“YAG has changed my public speaking and drive for advocacy!” Those are the words of one North Carolina Youth & Government participant, but that sentiment is common among participants, according to Amber McClure, State Director for Youth & Government and Director of Teen Civic Engagement at YMCA of the Triangle.
McClure, who previously was a school principal and started this role in June, said there are currently about 90 student leaders and teachers delivering the program across the state, with about 1,000 students participating in the program each year, historically. Students who participate experience government first-hand and learn how to create public policy. The program is designed to grow civic engagement among young people to help them learn how to solve problems in their communities.
“The Youth and Government (Y & G) program certainly teaches teens about government structure and the democratic process, but a large part of it is helping youth develop confidence, and critical thinking skills, and helping them expand career and networking opportunities,” McClure said.
Y & G student leaders gather monthly on Zoom, and all participants gather in person at a fall pre-conference event (which was held earlier this month in three locations to make it more accessible to all the students participating), and at the 32nd Annual Youth and Government Conference, held in Raleigh each February.
“A substantial piece of this work is also how we are providing social emotional learning (SEL) support and guidance, as well as civic engagement resources so that our young leaders are well equipped to lead across the state,” McClure said. Currently, she works primarily through schools to form Y & G delegations, but YMCAs statewide are invited to connect with her.

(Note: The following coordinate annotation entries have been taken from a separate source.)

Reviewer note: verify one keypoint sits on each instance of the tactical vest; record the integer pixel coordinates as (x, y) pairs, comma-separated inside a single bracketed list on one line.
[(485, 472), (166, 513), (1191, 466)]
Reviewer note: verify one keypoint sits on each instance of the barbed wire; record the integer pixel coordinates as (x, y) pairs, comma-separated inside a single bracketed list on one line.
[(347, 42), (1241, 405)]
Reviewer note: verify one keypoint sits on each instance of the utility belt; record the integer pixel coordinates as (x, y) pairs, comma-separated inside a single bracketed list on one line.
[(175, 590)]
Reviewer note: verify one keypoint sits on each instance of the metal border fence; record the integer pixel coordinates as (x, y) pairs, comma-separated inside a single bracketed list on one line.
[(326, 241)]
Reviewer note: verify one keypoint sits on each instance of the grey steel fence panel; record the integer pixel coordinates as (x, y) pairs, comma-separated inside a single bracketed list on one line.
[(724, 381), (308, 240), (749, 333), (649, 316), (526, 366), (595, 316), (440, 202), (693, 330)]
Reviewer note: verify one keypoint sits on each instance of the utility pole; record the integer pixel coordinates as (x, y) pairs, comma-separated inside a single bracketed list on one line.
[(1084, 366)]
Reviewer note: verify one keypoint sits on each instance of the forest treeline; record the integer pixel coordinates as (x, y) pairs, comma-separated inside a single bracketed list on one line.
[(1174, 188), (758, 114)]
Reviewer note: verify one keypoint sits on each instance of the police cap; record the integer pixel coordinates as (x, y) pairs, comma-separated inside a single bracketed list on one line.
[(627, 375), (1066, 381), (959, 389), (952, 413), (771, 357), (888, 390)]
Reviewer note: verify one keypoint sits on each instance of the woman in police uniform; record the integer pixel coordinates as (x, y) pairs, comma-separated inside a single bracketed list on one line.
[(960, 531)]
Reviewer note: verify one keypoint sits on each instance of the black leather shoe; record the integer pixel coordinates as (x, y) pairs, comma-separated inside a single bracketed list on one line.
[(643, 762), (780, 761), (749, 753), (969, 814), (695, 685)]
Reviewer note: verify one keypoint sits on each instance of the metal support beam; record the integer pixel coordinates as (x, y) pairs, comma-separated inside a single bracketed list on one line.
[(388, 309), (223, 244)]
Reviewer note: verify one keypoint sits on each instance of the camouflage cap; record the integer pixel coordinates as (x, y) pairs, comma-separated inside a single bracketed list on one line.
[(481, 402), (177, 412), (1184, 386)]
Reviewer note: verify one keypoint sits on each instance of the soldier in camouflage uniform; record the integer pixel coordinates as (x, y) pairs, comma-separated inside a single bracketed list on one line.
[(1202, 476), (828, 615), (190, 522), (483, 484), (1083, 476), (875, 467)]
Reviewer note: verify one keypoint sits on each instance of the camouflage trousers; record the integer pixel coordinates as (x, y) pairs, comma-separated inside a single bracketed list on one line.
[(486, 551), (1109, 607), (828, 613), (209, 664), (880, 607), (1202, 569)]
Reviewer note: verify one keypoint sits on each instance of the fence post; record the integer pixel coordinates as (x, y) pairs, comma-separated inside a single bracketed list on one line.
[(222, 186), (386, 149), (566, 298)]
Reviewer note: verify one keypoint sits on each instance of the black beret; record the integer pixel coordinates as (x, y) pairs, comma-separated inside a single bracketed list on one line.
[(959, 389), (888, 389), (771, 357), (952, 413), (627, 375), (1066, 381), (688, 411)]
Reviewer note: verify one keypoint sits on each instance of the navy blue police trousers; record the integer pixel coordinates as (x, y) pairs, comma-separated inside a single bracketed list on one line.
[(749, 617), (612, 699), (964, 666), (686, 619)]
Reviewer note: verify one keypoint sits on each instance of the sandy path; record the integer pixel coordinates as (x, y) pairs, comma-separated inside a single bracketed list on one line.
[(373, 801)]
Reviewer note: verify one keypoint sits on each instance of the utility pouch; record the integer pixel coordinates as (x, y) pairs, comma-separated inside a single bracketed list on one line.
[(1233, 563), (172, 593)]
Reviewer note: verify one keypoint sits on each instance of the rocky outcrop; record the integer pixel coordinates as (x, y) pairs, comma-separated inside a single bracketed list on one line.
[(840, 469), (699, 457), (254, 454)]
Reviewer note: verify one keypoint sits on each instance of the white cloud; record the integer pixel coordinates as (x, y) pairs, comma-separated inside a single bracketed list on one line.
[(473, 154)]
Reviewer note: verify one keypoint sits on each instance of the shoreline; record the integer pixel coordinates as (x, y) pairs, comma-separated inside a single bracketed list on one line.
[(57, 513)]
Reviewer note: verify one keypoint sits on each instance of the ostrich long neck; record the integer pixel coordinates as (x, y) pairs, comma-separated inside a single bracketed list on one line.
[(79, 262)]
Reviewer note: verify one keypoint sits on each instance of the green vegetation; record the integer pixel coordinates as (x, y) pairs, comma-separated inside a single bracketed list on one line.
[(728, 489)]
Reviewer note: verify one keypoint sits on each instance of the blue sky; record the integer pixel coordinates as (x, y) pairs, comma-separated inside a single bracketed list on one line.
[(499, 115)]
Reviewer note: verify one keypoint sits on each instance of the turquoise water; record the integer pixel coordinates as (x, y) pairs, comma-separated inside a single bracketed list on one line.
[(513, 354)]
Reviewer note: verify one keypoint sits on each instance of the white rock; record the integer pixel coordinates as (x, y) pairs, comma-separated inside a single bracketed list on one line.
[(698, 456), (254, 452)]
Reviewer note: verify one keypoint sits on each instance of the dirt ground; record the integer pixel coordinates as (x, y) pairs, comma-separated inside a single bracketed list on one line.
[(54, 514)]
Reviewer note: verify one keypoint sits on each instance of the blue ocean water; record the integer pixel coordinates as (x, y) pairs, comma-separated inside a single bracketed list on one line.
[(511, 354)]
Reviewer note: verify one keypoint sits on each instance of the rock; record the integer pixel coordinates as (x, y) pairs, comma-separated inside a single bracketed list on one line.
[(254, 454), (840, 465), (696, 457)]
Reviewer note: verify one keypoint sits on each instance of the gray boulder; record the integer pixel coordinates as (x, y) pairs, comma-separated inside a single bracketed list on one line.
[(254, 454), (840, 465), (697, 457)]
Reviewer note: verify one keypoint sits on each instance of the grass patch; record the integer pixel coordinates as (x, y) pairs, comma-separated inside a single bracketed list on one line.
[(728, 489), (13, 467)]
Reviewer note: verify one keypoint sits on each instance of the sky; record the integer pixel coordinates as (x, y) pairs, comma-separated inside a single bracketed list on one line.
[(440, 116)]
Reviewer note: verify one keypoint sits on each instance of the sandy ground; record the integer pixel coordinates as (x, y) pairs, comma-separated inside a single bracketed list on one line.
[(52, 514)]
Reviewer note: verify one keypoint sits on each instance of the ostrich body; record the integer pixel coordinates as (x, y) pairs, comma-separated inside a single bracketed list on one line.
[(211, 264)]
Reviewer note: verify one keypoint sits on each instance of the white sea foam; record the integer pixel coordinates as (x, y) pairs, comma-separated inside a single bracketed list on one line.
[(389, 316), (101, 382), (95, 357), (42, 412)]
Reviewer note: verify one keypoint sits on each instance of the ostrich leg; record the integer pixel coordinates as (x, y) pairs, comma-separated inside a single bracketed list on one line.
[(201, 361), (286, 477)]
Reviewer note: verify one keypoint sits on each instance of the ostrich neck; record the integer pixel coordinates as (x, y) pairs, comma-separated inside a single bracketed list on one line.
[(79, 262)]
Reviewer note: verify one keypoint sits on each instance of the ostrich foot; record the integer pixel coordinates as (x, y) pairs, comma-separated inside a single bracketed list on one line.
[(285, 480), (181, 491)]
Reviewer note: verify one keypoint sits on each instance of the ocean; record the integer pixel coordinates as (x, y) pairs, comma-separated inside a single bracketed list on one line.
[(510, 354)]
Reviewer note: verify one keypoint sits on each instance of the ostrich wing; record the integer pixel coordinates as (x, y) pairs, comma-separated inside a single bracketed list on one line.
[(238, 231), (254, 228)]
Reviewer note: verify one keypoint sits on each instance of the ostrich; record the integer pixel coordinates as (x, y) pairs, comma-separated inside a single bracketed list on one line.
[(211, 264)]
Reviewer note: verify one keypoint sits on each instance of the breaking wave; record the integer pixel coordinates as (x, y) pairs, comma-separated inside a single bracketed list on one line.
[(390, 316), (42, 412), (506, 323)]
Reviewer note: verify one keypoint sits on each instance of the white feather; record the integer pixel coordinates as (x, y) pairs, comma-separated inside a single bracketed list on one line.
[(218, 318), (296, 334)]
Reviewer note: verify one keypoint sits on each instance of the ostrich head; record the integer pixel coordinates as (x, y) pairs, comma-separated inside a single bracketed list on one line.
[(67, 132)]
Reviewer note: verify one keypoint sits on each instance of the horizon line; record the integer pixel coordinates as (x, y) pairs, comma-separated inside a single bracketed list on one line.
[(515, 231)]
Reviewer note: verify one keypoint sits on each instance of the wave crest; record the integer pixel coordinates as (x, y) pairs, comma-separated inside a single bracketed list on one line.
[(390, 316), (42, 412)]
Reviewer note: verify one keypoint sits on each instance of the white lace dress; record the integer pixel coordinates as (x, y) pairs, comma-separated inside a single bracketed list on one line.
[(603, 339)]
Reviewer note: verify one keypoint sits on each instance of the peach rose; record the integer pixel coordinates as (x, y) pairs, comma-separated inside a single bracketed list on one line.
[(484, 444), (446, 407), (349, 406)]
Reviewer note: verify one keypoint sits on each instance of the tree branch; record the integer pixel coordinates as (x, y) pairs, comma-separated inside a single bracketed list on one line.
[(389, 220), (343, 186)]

“Local Ys can get involved at different levels, including serving as a connector to local school leaders, starting a local delegation at the Y, or by volunteering at the February conference,” McClure said. Comprehensive tours at the February conference also can provide Y leaders with a first-hand look at the process so they can learn more and engage their local community in Y & G.
The new statewide Teen Racial Equity Council, comprised of 17 teens from across the state who applied to serve on the council, is focused on teaching teens how to lead with a lens of equity. McClure said there is intentional training and collaboration with the Y of the Triangle’s Diversity, Equity and Inclusion Department to help strategically lead and guide the inclusive work of Y & G within local communities.
McClure also said that she is creating sustainable, engaging high-quality curriculum on civic health and delivering that to student leaders across the state. “We’re providing tools, resources, and instruction to empower youth to be changemakers their communities,” she said.